Retriever logo

Retriever: A Programming Framework for Closed-Loop Robot Agents

A programming framework for building closed-loop robot systems with explicit timing and data handoff, so perception, reasoning, and control can run together at mismatched rates.

1 Stanford University
2 MIT
3 Northeastern University
*Equal advising

Retriever is a programming framework for general-purpose robot agents. It supports closed-loop systems that combine slow VLM reasoning, medium-rate skill execution, and high-rate control in a single program — each module running on its own independent clock, from seconds down to milliseconds. Timing and data handoff are explicit parts of the program, not buried inside callbacks or middleware behavior.

To show what this looks like in practice, we begin with Retriever-0 — a concrete closed-loop agent we built and deployed with the framework.

Retriever-0: a closed-loop manipulation agent

Retriever-0 is a bimanual manipulation agent built entirely inside a single Retriever pipeline. It runs a VLM planner, an execution monitor, a VLA skill policy, and a joint controller in one coordinated closed loop — each module on its own clock, from seconds down to milliseconds.

Retriever-0 is evaluated on two families of long-horizon tasks that require combining partial observability, conditional replanning, and dexterous manipulation:

Retrieval from a deformable bag. The agent reaches into a cloth bag, locates a target object under uncertainty, and extracts it while continuously adapting its grasp strategy as the bag deforms under manipulation.

Spice search and seasoning. The agent searches a set of drawers for a target spice under partial observability, updates its belief based on what it finds, and completes a multi-step seasoning task using retrieved tools. The planner branches conditionally on inspection outcome, so the execution trace varies depending on which drawer holds the target.

A representative trace from the spice search task:

OpenDrawer(TL)InspectDrawer(TL)CloseDrawer(TL)OpenDrawer(TR)InspectDrawer(TR)Pick(spice)Season(food)CloseDrawer(TR)

These tasks require a VLM planner reasoning over seconds, a VLA skill policy running at ~2Hz, and a joint controller running at ~200Hz — all exchanging information inside one loop. The execution monitor watches skill progress and triggers replanning when needed; the VLA receives active skill commands and emits action chunks for the controller to execute.

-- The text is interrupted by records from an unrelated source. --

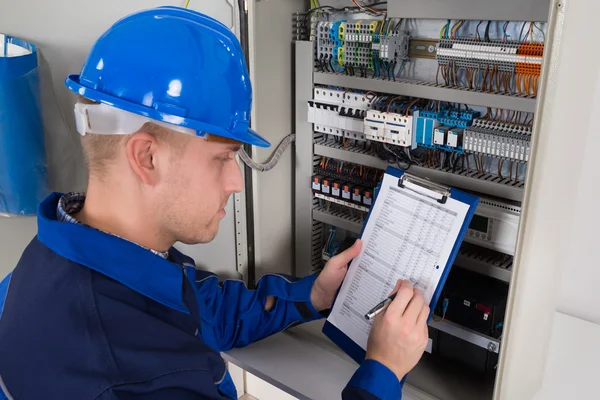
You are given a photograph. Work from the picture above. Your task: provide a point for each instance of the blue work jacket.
(88, 315)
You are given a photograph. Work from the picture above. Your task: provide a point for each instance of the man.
(101, 306)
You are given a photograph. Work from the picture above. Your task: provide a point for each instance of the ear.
(142, 150)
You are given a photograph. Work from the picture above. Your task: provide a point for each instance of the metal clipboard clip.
(434, 187)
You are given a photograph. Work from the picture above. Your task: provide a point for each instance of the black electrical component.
(316, 183)
(474, 301)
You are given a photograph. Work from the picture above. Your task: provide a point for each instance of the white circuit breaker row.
(338, 113)
(396, 129)
(497, 143)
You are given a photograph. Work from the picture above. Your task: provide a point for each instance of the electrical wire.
(273, 159)
(542, 32)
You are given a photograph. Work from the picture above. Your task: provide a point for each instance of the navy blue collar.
(119, 259)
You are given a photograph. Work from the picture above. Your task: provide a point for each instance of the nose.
(235, 181)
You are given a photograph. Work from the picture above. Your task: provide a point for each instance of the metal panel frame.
(504, 10)
(304, 155)
(466, 334)
(428, 90)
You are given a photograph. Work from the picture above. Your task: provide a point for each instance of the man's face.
(200, 178)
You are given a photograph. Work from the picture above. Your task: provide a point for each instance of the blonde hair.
(101, 150)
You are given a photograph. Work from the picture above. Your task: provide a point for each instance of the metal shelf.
(487, 184)
(484, 261)
(466, 334)
(427, 90)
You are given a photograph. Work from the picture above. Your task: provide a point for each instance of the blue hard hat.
(173, 65)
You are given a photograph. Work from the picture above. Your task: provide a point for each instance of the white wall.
(573, 130)
(64, 31)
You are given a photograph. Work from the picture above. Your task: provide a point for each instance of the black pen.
(380, 307)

No module is isolated; the loop is closed.

Canonical multi-rate closed-loop robot agent pipeline with planning, skill, and control modules.

The Retriever-0 pipeline: slow VLM planning (with belief and memory), execution monitoring, medium-rate VLA skill execution, and high-rate control — all running simultaneously at mismatched clocks inside one program.

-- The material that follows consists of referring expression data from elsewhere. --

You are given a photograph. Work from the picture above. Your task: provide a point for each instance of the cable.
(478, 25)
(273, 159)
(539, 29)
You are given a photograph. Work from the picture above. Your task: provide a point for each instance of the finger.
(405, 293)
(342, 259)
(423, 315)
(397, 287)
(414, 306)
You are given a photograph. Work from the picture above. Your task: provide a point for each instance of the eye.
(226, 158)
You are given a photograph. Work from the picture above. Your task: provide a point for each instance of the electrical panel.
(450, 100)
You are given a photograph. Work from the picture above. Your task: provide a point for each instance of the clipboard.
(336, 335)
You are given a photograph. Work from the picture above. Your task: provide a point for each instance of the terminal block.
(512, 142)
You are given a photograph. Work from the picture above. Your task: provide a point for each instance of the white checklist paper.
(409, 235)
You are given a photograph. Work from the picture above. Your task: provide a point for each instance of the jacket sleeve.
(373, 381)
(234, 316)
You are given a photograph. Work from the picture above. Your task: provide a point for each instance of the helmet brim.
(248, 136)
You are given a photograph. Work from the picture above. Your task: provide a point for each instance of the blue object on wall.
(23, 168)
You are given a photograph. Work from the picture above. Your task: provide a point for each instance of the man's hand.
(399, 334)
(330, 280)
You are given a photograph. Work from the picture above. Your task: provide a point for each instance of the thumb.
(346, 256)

# Retriever-0 pipeline — adapted from the actual Python code (names simplified; port mappings omitted)
wrist_cams = WristCameraFlow() @ Rate(hz=30) # 4× wrist cameras (left/right, top/bottom)
head_cam = HeadCameraFlow() @ Rate(hz=30) # stereo head camera
goal = GoalFlow() @ Rate(hz=1)
belief = BeliefMemoryFlow() @ Trigger("inspection_done")
planner = VLMPlanFlow("gemini") @ Trigger("replan_request")
monitor = ExecMonitorFlow() @ Rate(hz=10)
vla = VLASkillFlow("pi05") @ Rate(hz=2)
ctrl = ControllerFlow() @ Rate(hz=200)
teleop = TeleopFlow() @ Rate(hz=100)
with Pipeline("Retriever-0") as pipe:
# goal → planning and monitoring
goal.then(planner, sync=Latest())
goal.then(monitor, sync=Latest())
# perception → belief → planning
wrist_cams.then(belief, sync=Latest())
belief.then(planner, sync=Latest())
head_cam.then(planner, sync=Latest())
# planning ↔ execution monitoring (replanning loop)
planner.then(monitor, sync=Latest()) # plan chunks
monitor.then(planner, sync=Latest()) # replan requests
# monitoring ↔ skill execution
monitor.then(vla, sync=Latest()) # active skill command
vla.then(monitor, sync=Latest()) # progress p ∈ [0,1]
# operator override
teleop.then(monitor, sync=Latest())
# skill → control (action chunking handled as sync policy)
wrist_cams.then(vla, sync=Latest())
vla.then(ctrl, sync=Latest())
# Message passing backend supports in-process, Python multi-processing, and Rust-based dora-rs
retriever.init(backend="dora")
pipe.run(duration=300.0)

Each module is a Flow — a Python class with a step() method — attached to a clock that says when it runs: @ Rate(hz=2) fires on a fixed schedule, @ Trigger(...) fires on an event. The pipe.then(a, b, sync=Latest()) calls wire the graph and declare how each edge samples upstream data at runtime. The rest of this page explains the design behind Retriever that makes this kind of pipeline possible.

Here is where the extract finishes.